Monday, September 16, 2013

How pottery tells us how much we don't actually know

Book: A History of Ancient Egypt: From the First Farmers to the Great Pyramid
Author: John Romer
Published: 2013 (Penguin)
Pages: 395 (not counting end notes)

Not going to lie here, y’all – you need to be already interested in ancient Egypt before you start this book. Otherwise it’ll be hard going. There’s a lot of pottery to sift through.

But that’s the good part; Romer is excellent at talking about what those pottery shards mean and how they, along with other stuff that you might recognize from conventional Egyptology tropes, piece together a very faint picture of an empire everybody thought they knew.

This ain’t your grandma’s ancient Egypt, though. He dissects the modern, Western lens through which we’ve all been trained to look at the pyramids and archaeological finds and basically says that, look, we really have no idea what these mean, and what we’ve been using as facts are actually pretty bad guesses, so here are some better ones that come with giant caveats all meaning DUDES, WE WEREN’T THERE.

I want Romer to do this sort of check on like all known knowledge, just to make sure.

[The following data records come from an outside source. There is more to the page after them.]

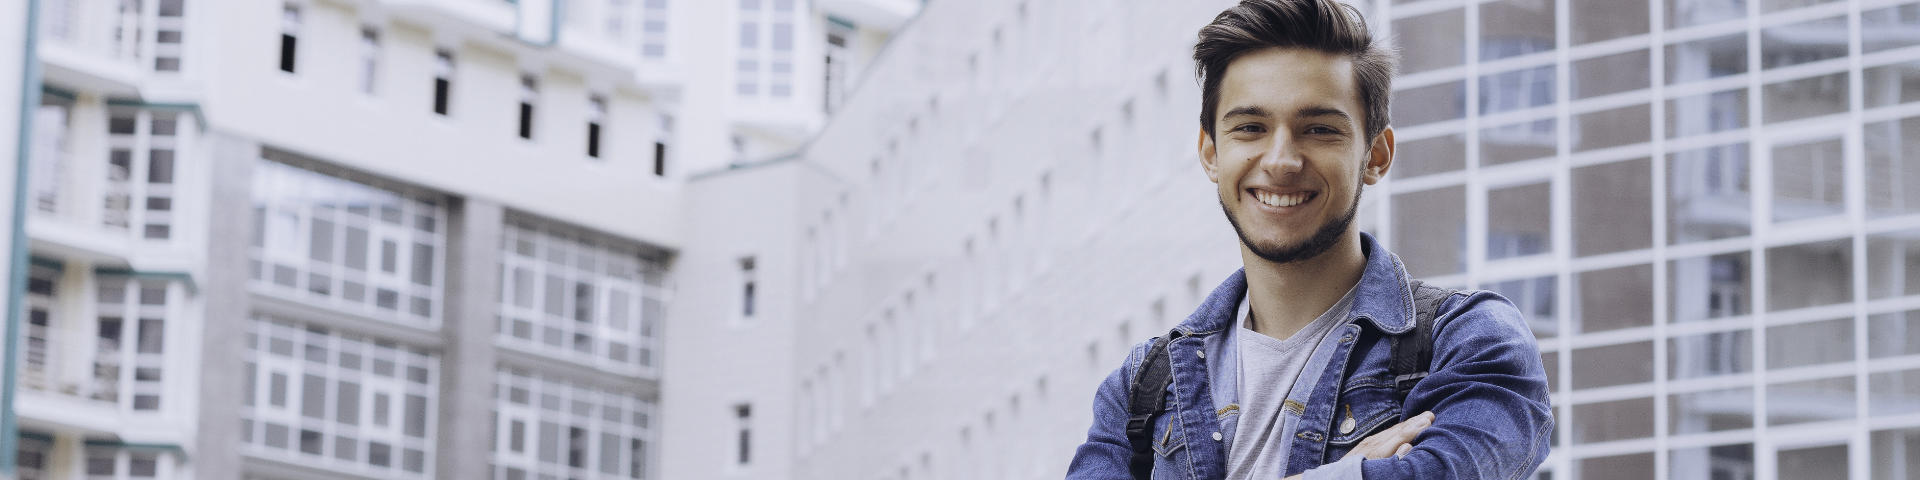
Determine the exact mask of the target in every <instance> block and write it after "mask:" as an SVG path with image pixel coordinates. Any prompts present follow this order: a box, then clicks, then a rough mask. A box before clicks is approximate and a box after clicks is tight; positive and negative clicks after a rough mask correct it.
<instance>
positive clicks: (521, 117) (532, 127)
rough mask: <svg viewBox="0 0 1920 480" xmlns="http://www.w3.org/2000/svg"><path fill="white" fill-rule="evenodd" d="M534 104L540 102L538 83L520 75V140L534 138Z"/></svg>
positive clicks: (537, 81) (520, 74)
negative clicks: (526, 138) (522, 139)
mask: <svg viewBox="0 0 1920 480" xmlns="http://www.w3.org/2000/svg"><path fill="white" fill-rule="evenodd" d="M534 102H540V81H538V79H534V75H532V73H520V138H528V140H532V138H534Z"/></svg>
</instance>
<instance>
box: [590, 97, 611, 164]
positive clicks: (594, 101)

He seems really good at it, and his writing is academic but not overly so. And this is just the first motherfucking volume, with another one to come, and I can only hope that he wrote all at one time and split them up because otherwise he’s probably sweating over a laptop with a doomsday clock ticking down on his wall right this second. I don’t wish hard deadlines on anyone, especially dudes who look like Elaine’s dad from Seinfeld and live in Italy (check the bio, yo).

This is a library book (picked fresh from the liberry tree!), so it’s going back, and I don’t think I’ll put it on my to-order list. It was good, I enjoyed reading it, but it took several breaks for lighter fair and never really felt fun enough for a re-read. I may or may not check out volume 2. We’ll see.

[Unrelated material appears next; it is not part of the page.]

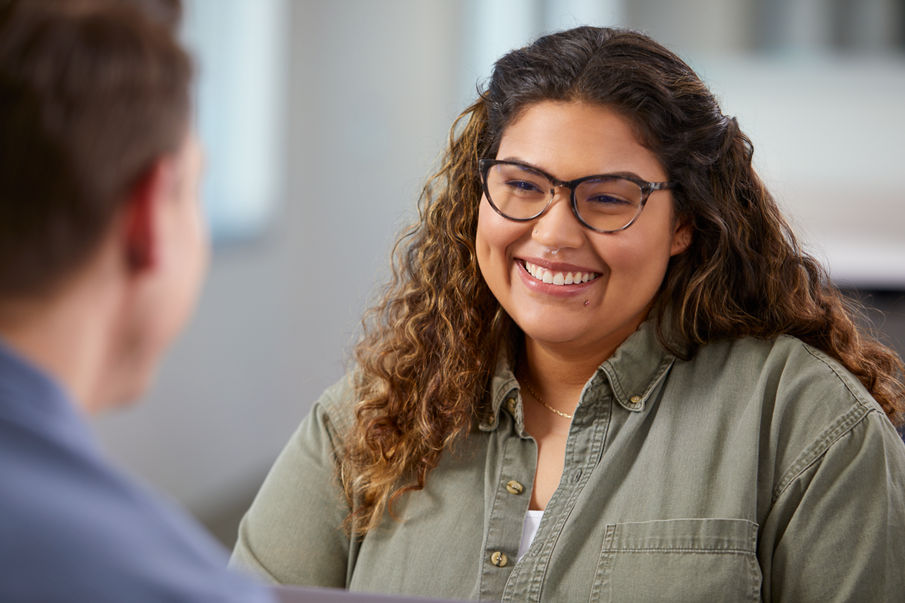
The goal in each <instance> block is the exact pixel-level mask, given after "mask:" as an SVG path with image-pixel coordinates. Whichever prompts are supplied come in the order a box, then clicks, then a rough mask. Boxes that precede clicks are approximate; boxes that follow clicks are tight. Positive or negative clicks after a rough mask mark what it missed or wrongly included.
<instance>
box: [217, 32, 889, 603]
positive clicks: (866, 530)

I feel like I have to put a disclaimer somewhere that I am not actually a librarian. I work in HR at a library, which is still awesome, and I plan on getting my MLIS eventually, and I can help you look something up on our online catalogue but…not a librarian. I mention this because I tried to distinguish it during a drunken discussion while watching a football game with people on Saturday, and I fear that was the worst possible scenario to get my point across.

But I’ll totally answer to librarian. Miss Bookstacks if you’re nasty, heh.